Squid Game: The Challenge is even more horrific than I feared

The original Squid Game was that rare thing: a non-English language drama that became an international sensation. Following a group of desperately poor people invited to take part in a series of challenges inspired by children’s games – the catch being that anyone eliminated was immediately killed – this 2021 South Korean series was inventive, compelling, and with its red-suited villains and technicolour game rooms, a treat to look at. It was fantastic television and it’s no surprise that two years on it is Netflix’s most-watched series of all time.

The real triumph, though, was its central morality tale about the corruption of capitalism and a warning of the depravity humans are capable of when the chasm between rich and poor grows irreparably wide. How bleak, then, that its new spin-off is so horrific.

Squid Game: The Challenge is nothing more than a cynical attempt to regenerate the viewing figures Squid Game earned, shamelessly piggybacking its success and in the process reducing the original to a cheap gimmick.

Squid Game: The Challenge. Season 1 of Squid Game: The Challenge. Cr. Pete Dadds/Netflix ?? 2023
The 456 contestants all live in a dorm together (Photo: Pete Dadds/Netflix)

A reality game show based on the one in the original (though this version is filmed in a cavernous UK studio rather than on a tropical island), this derivative series sees 456 players from around the world take on the exact same challenges as in the original series. As they move through the games, players are knocked out and the eventual prize money – suspended in a giant transparent piggy bank as in the show – climbs to an eye-watering, life-changing $4.56 million (£3.64 million).

There’s Red Light, Green Light game, which has become emblematic of Squid Game and involves contestants racing towards a gigantic creepy rotating robot doll who will eliminate them if she catches them moving; the Dalgona challenge, in which players must cut out a shape from a piece of honeycomb using a needle; there are marbles. The contestants all live in an enormous dormitory identical to the one in the drama.
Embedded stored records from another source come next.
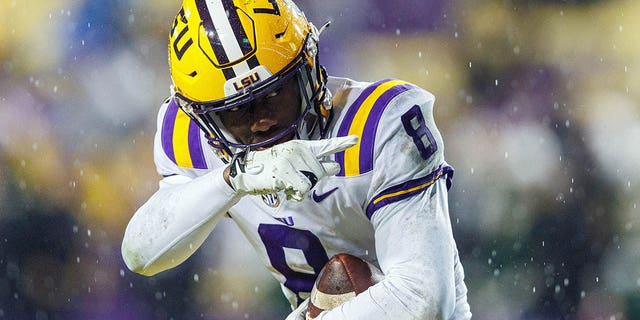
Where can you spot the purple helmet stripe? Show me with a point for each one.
(238, 29)
(214, 39)
(408, 189)
(348, 119)
(195, 146)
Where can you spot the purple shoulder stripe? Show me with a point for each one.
(409, 189)
(168, 124)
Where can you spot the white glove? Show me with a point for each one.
(293, 166)
(300, 313)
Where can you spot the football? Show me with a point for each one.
(341, 279)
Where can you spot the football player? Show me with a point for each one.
(307, 165)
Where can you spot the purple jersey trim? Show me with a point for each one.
(195, 146)
(368, 138)
(193, 137)
(367, 142)
(419, 185)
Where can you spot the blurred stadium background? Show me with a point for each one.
(538, 102)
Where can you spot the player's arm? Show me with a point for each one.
(409, 211)
(177, 219)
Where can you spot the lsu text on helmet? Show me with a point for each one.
(223, 54)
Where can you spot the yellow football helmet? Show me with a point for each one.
(225, 53)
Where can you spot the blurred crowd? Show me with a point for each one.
(538, 103)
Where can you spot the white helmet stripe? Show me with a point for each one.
(226, 34)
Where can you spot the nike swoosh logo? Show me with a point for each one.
(319, 197)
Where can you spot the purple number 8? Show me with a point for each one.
(414, 125)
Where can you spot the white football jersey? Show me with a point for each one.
(397, 168)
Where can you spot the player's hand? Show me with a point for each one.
(300, 313)
(294, 166)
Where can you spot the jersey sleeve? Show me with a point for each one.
(400, 145)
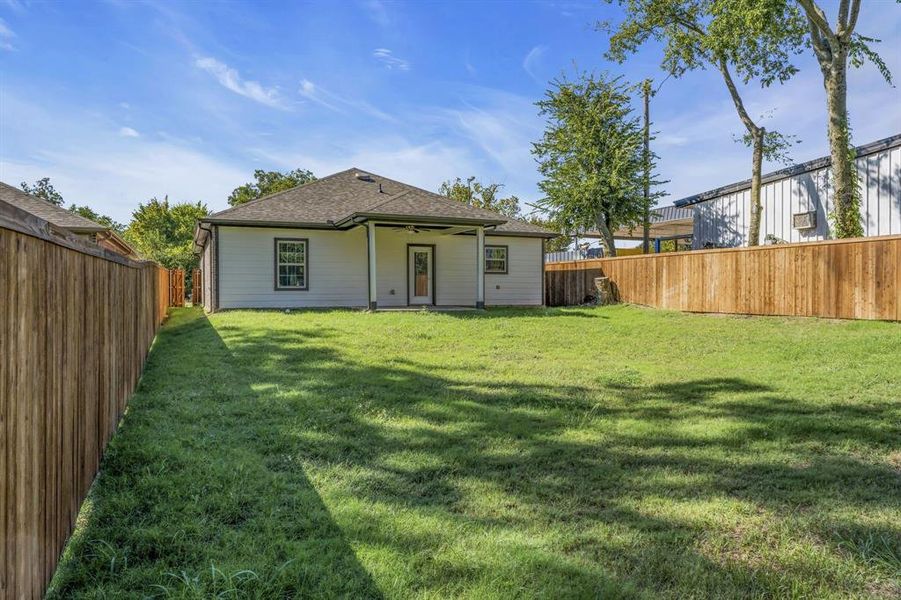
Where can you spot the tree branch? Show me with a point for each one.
(736, 98)
(820, 48)
(818, 17)
(842, 15)
(852, 21)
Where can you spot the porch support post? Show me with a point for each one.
(480, 267)
(373, 288)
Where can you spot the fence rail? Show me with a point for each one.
(847, 279)
(76, 323)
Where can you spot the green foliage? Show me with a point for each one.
(269, 182)
(616, 453)
(590, 156)
(557, 244)
(474, 193)
(88, 213)
(164, 233)
(859, 51)
(758, 38)
(42, 188)
(846, 221)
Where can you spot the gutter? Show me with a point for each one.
(798, 169)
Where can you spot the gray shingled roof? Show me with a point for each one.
(51, 213)
(335, 200)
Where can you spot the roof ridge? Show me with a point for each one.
(61, 210)
(443, 199)
(274, 194)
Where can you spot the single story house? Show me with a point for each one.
(356, 239)
(65, 219)
(797, 201)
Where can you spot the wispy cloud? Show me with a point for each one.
(337, 103)
(6, 37)
(532, 60)
(90, 162)
(391, 61)
(230, 79)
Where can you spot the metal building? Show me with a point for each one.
(797, 201)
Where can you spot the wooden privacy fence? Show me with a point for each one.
(846, 279)
(196, 287)
(176, 287)
(76, 323)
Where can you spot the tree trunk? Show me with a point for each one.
(646, 158)
(847, 212)
(607, 240)
(756, 174)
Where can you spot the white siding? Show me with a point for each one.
(338, 269)
(206, 267)
(336, 264)
(523, 285)
(455, 269)
(723, 221)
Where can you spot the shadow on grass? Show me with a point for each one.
(214, 464)
(193, 500)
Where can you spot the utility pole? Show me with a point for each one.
(646, 233)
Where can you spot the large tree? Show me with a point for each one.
(754, 38)
(164, 233)
(42, 188)
(88, 213)
(269, 182)
(474, 193)
(590, 157)
(833, 47)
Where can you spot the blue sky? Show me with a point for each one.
(120, 101)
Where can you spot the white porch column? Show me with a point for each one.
(480, 267)
(373, 288)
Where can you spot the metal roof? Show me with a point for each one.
(811, 165)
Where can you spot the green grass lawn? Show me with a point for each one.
(609, 452)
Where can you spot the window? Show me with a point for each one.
(290, 264)
(495, 259)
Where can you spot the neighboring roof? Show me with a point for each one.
(666, 222)
(51, 213)
(344, 199)
(805, 167)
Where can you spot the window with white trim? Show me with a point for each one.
(496, 259)
(291, 264)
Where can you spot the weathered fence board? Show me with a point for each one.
(76, 323)
(176, 287)
(846, 279)
(196, 287)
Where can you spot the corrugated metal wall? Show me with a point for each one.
(723, 221)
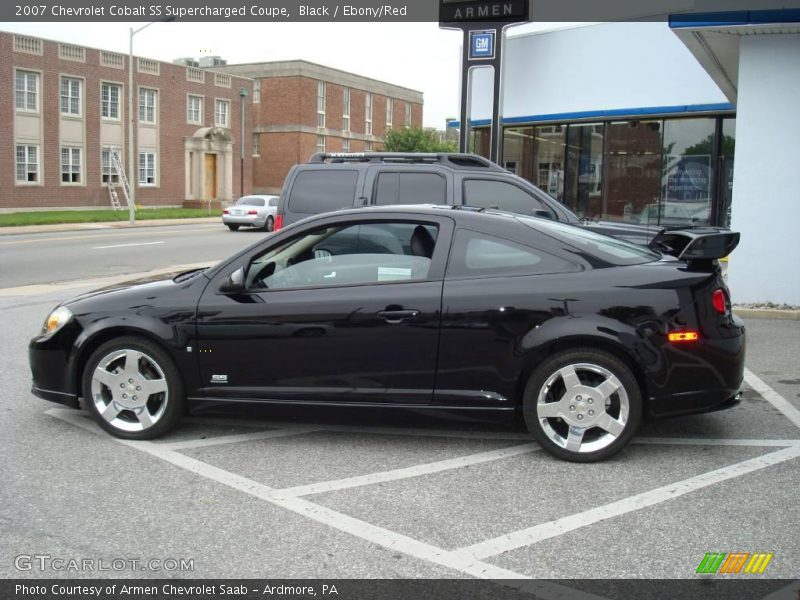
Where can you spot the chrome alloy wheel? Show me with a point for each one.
(129, 390)
(582, 407)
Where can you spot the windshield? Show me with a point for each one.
(610, 250)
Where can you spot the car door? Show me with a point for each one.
(347, 311)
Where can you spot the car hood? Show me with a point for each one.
(145, 287)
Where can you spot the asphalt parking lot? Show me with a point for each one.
(329, 494)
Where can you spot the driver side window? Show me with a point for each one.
(347, 255)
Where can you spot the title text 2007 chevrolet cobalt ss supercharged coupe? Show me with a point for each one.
(443, 307)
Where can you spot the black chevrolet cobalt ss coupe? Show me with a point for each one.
(424, 306)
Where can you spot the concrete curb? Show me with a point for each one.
(23, 229)
(767, 313)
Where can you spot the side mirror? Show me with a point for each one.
(234, 283)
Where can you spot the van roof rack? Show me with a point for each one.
(451, 159)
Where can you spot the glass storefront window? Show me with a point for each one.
(633, 171)
(583, 190)
(537, 154)
(686, 184)
(726, 164)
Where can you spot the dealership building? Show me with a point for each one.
(686, 122)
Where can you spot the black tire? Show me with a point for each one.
(581, 401)
(155, 369)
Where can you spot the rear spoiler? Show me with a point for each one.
(696, 243)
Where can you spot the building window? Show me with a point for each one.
(70, 165)
(346, 109)
(368, 114)
(147, 106)
(27, 164)
(70, 96)
(320, 104)
(27, 91)
(194, 110)
(222, 113)
(147, 168)
(109, 101)
(109, 173)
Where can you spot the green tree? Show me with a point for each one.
(415, 139)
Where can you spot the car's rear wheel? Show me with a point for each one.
(133, 389)
(583, 405)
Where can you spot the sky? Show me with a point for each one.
(419, 56)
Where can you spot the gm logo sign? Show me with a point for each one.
(481, 44)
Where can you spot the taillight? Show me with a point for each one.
(677, 337)
(719, 301)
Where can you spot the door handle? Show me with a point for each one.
(397, 316)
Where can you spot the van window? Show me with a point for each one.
(315, 192)
(410, 188)
(487, 193)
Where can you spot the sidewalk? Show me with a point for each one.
(105, 225)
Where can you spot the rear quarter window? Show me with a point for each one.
(477, 254)
(320, 191)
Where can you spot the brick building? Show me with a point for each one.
(300, 108)
(63, 107)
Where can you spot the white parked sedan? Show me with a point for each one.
(251, 211)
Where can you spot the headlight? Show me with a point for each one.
(56, 320)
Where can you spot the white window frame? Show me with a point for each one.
(107, 172)
(29, 166)
(73, 96)
(220, 114)
(72, 166)
(321, 100)
(27, 90)
(150, 166)
(368, 113)
(346, 109)
(148, 103)
(107, 103)
(194, 114)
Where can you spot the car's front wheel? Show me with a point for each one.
(133, 389)
(583, 405)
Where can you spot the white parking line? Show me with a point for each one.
(128, 245)
(408, 472)
(234, 439)
(544, 531)
(773, 397)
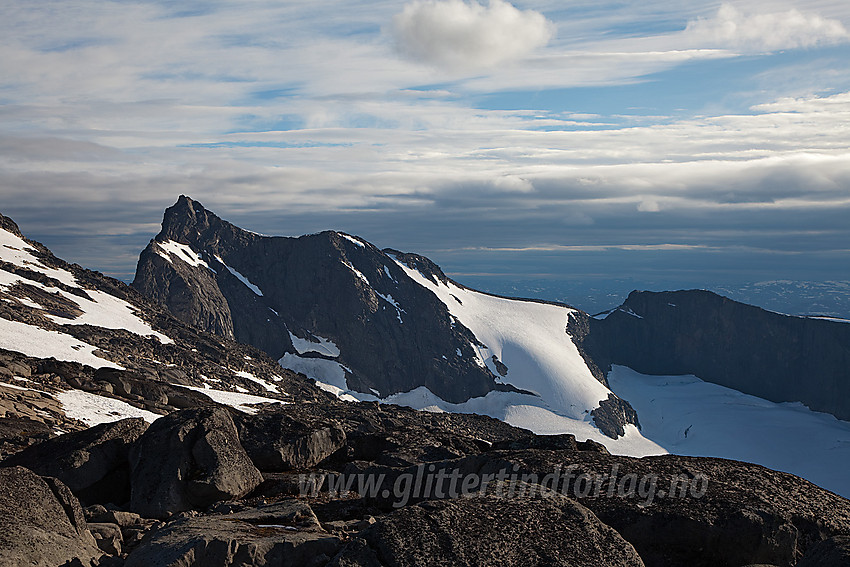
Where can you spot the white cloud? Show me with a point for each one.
(461, 35)
(791, 29)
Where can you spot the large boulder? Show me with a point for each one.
(833, 552)
(286, 534)
(491, 530)
(277, 442)
(700, 512)
(93, 463)
(189, 460)
(41, 523)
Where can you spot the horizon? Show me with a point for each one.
(529, 146)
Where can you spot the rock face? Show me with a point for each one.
(338, 309)
(41, 523)
(777, 357)
(93, 463)
(285, 534)
(276, 442)
(491, 531)
(326, 285)
(189, 459)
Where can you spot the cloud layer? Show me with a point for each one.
(629, 130)
(464, 35)
(766, 31)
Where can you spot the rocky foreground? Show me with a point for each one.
(212, 486)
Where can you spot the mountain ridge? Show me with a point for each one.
(390, 333)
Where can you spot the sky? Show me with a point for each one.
(664, 143)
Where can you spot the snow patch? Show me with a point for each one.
(357, 272)
(389, 299)
(183, 252)
(688, 416)
(325, 346)
(109, 312)
(17, 251)
(241, 278)
(260, 381)
(238, 400)
(92, 409)
(532, 413)
(328, 374)
(41, 343)
(389, 275)
(529, 338)
(352, 239)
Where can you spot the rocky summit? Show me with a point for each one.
(374, 324)
(142, 434)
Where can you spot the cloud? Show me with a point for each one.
(733, 28)
(460, 35)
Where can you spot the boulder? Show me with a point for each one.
(108, 537)
(833, 552)
(93, 463)
(283, 534)
(700, 512)
(41, 523)
(277, 442)
(490, 530)
(188, 460)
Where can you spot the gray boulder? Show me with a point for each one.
(283, 534)
(41, 523)
(277, 442)
(93, 463)
(189, 460)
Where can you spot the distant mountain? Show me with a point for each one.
(370, 324)
(373, 323)
(778, 357)
(78, 348)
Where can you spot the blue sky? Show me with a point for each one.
(681, 141)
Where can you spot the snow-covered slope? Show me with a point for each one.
(525, 344)
(87, 307)
(687, 416)
(67, 334)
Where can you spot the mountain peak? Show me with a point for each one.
(185, 219)
(9, 225)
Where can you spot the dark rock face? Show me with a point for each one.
(490, 530)
(41, 523)
(321, 285)
(833, 552)
(277, 442)
(693, 511)
(189, 459)
(93, 463)
(777, 357)
(285, 534)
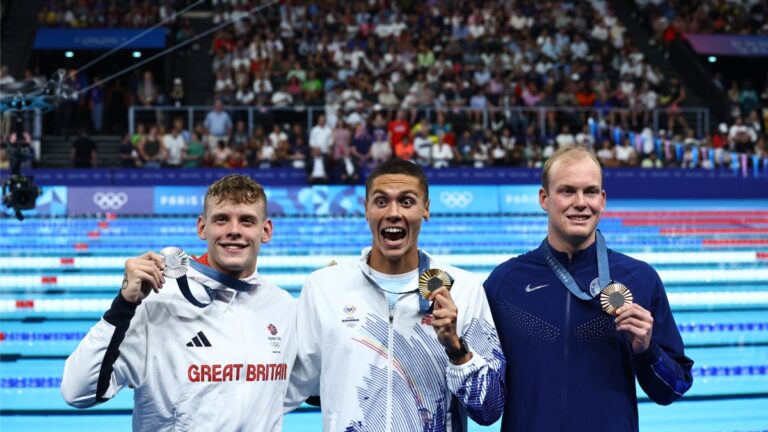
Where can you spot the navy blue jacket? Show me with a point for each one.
(568, 369)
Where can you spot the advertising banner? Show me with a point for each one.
(463, 199)
(118, 200)
(520, 199)
(97, 39)
(179, 199)
(730, 45)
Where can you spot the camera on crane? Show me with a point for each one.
(19, 191)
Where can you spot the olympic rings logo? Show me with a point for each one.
(456, 199)
(110, 200)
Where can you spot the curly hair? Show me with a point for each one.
(237, 188)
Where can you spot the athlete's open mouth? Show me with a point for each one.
(232, 246)
(580, 218)
(393, 233)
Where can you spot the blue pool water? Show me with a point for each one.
(57, 276)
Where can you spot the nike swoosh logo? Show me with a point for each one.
(529, 288)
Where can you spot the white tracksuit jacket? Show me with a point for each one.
(379, 372)
(220, 368)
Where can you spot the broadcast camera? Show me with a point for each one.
(19, 191)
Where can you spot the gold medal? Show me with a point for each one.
(431, 280)
(615, 296)
(176, 262)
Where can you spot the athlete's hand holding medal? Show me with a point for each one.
(435, 285)
(142, 275)
(148, 272)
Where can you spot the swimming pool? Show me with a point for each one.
(59, 275)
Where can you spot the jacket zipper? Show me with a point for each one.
(390, 369)
(244, 384)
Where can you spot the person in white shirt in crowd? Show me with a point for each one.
(218, 125)
(321, 136)
(175, 148)
(442, 153)
(625, 153)
(565, 138)
(381, 149)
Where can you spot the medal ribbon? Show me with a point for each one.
(214, 274)
(603, 272)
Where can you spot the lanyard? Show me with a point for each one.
(603, 272)
(214, 274)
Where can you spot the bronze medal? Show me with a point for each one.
(431, 280)
(615, 296)
(176, 262)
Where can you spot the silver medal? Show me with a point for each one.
(176, 262)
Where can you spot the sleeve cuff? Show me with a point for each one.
(650, 356)
(476, 362)
(121, 311)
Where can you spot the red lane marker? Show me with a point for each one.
(714, 213)
(694, 221)
(735, 242)
(694, 231)
(25, 304)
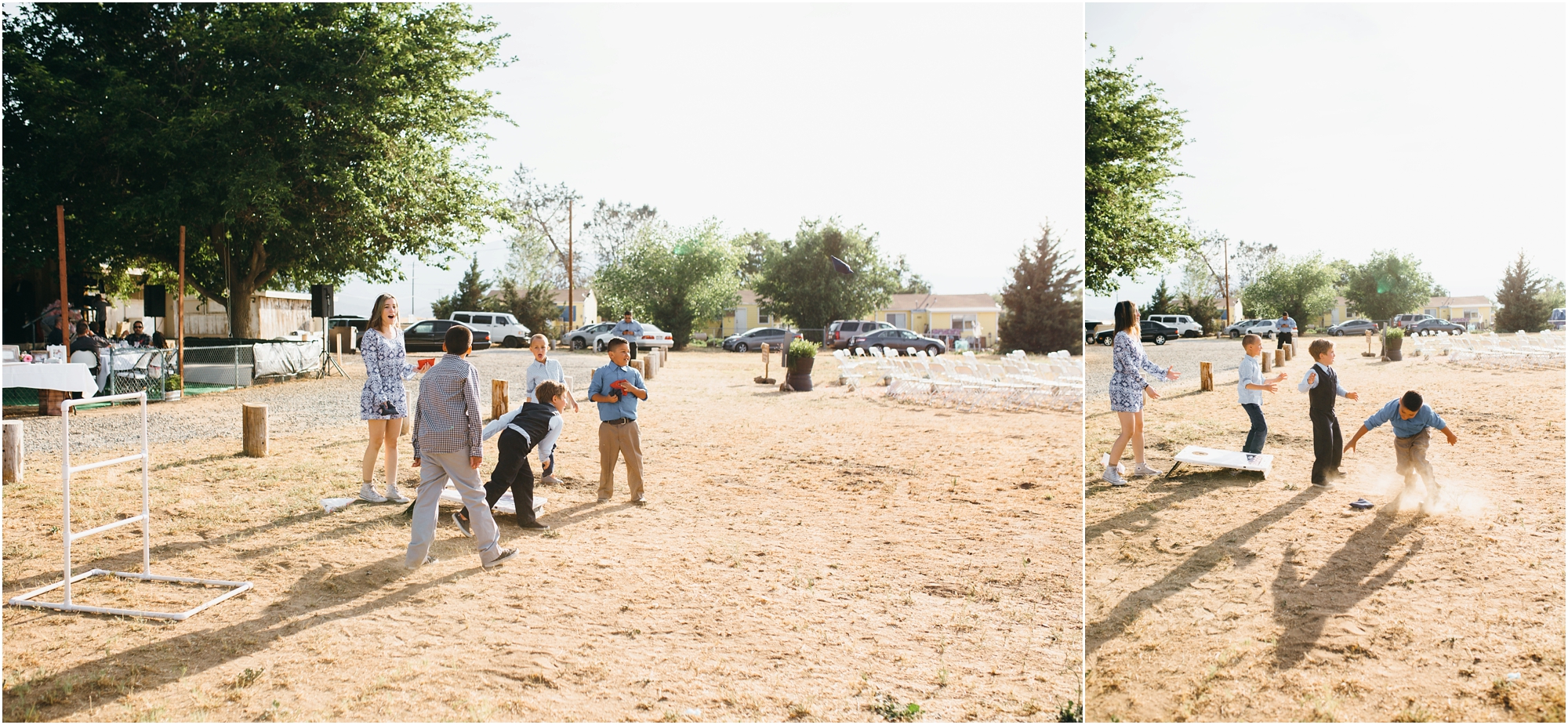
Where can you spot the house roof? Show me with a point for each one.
(1461, 302)
(945, 303)
(561, 295)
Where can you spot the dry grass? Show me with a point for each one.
(802, 557)
(1218, 596)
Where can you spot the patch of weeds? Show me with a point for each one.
(890, 709)
(249, 678)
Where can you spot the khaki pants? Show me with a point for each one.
(615, 441)
(1410, 459)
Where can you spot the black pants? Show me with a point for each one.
(1329, 446)
(512, 471)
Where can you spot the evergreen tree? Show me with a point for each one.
(1522, 299)
(1163, 300)
(1042, 310)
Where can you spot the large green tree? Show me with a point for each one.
(1042, 306)
(1304, 286)
(1131, 139)
(1523, 299)
(1387, 285)
(673, 278)
(799, 280)
(297, 142)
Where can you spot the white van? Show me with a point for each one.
(1183, 324)
(503, 327)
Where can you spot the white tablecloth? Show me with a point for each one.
(49, 377)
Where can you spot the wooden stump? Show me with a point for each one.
(255, 430)
(499, 402)
(12, 454)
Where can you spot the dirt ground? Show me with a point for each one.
(807, 556)
(1219, 596)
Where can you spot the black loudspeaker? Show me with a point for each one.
(154, 302)
(322, 300)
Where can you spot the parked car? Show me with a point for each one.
(899, 341)
(1434, 327)
(429, 336)
(1183, 324)
(1352, 327)
(753, 339)
(843, 332)
(652, 339)
(1238, 328)
(499, 325)
(1152, 332)
(583, 338)
(1406, 321)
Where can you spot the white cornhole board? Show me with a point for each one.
(1224, 459)
(504, 506)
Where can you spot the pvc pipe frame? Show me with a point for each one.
(147, 527)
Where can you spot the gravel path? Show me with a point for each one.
(1185, 353)
(292, 407)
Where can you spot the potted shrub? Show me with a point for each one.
(1393, 341)
(802, 357)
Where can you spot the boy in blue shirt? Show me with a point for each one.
(1412, 422)
(619, 388)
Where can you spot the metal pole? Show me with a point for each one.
(180, 310)
(65, 305)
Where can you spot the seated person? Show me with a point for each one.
(137, 336)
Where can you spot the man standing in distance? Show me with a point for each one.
(631, 332)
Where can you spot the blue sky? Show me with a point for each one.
(953, 131)
(1431, 129)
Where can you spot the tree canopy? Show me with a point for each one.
(1304, 288)
(799, 280)
(1131, 139)
(1523, 299)
(1387, 285)
(300, 143)
(1044, 310)
(673, 278)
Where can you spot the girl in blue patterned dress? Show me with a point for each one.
(1127, 391)
(383, 402)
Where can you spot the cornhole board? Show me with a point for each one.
(507, 504)
(1224, 459)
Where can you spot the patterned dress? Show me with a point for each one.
(387, 369)
(1127, 383)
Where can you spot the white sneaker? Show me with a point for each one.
(394, 496)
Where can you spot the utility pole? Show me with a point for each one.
(572, 283)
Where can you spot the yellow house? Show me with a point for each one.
(949, 317)
(746, 316)
(1464, 310)
(586, 308)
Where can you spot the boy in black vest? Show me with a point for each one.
(1321, 386)
(534, 426)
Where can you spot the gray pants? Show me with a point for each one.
(434, 473)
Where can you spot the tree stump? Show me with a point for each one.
(255, 430)
(499, 402)
(12, 454)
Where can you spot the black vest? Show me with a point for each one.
(1321, 399)
(535, 419)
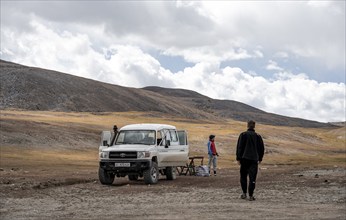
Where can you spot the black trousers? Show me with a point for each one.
(248, 168)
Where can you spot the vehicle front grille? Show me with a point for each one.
(122, 155)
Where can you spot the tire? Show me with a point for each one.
(133, 177)
(151, 175)
(105, 177)
(170, 173)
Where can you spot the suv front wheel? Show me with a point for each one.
(105, 177)
(151, 175)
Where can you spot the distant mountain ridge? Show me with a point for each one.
(31, 88)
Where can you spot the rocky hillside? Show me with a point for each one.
(31, 88)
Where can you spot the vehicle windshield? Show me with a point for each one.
(145, 137)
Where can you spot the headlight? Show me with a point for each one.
(104, 154)
(143, 154)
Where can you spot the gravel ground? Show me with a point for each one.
(281, 193)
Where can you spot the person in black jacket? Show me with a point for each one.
(250, 151)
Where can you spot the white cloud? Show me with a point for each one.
(272, 65)
(114, 46)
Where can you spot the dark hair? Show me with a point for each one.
(251, 124)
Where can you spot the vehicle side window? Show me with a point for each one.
(165, 136)
(173, 135)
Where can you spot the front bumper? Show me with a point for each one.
(136, 166)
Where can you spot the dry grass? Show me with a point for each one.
(284, 145)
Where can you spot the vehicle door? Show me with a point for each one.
(105, 139)
(171, 152)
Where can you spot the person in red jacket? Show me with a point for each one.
(250, 151)
(212, 153)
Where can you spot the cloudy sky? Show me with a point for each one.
(284, 57)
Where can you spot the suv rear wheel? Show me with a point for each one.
(170, 173)
(151, 175)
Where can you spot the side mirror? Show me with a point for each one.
(168, 143)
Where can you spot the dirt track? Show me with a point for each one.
(282, 193)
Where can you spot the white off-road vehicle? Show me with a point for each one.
(142, 150)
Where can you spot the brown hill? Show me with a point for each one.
(32, 88)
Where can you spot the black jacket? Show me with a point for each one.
(250, 146)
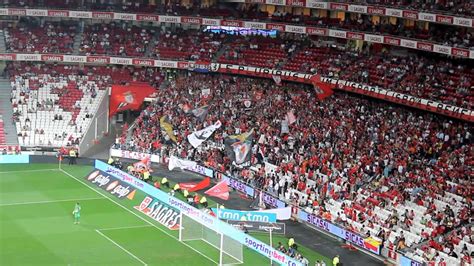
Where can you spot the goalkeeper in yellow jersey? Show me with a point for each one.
(77, 213)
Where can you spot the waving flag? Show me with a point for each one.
(239, 147)
(165, 125)
(179, 163)
(191, 187)
(277, 79)
(201, 112)
(198, 137)
(128, 97)
(220, 190)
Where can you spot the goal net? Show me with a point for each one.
(220, 248)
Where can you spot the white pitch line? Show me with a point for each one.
(47, 201)
(140, 217)
(26, 171)
(122, 248)
(125, 227)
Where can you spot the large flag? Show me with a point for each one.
(179, 163)
(198, 137)
(285, 129)
(239, 147)
(201, 112)
(290, 117)
(193, 186)
(220, 190)
(143, 165)
(165, 124)
(128, 97)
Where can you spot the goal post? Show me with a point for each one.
(230, 251)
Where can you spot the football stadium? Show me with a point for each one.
(237, 132)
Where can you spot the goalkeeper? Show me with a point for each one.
(77, 213)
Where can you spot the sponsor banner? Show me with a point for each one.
(147, 17)
(160, 212)
(80, 14)
(174, 162)
(75, 59)
(37, 12)
(238, 185)
(412, 101)
(191, 20)
(376, 10)
(281, 213)
(337, 6)
(125, 16)
(170, 19)
(28, 57)
(110, 184)
(358, 9)
(427, 17)
(317, 4)
(259, 227)
(259, 72)
(355, 239)
(236, 215)
(204, 218)
(405, 261)
(392, 12)
(102, 15)
(134, 155)
(13, 158)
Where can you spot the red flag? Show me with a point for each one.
(128, 97)
(324, 90)
(191, 187)
(220, 190)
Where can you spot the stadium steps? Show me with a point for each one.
(78, 38)
(6, 111)
(3, 47)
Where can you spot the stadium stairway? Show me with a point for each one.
(78, 38)
(7, 112)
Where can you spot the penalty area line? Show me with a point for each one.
(122, 248)
(48, 201)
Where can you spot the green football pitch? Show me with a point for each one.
(36, 225)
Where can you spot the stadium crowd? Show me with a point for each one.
(461, 7)
(398, 175)
(426, 76)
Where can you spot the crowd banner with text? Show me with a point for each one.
(368, 244)
(160, 212)
(422, 45)
(237, 215)
(204, 218)
(391, 96)
(259, 227)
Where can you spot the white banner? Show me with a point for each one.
(198, 137)
(282, 213)
(134, 155)
(180, 163)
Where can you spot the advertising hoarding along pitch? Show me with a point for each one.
(236, 215)
(209, 221)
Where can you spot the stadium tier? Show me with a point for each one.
(262, 97)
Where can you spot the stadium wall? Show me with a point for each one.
(371, 91)
(421, 45)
Unlike the baddies in Squid Game, Netflix does not kill off its contestants and harvest their organs. Instead, packs of black ink strapped to their chests explode to indicate they’re out of the game. Each of the players gamely pretends to cark it on the spot – I laughed every single time. That’s one of the main problems with this series: it desperately wants to be taken seriously, but it is so astronomically silly that it’s simply impossible to watch with any sense of earnestness.

On a practical, functional level, it works. But of course it does: it’s a carbon copy of the original series, right down to the slo-mo sequences soundtracked by Strauss’s “The Blue Danube Waltz”.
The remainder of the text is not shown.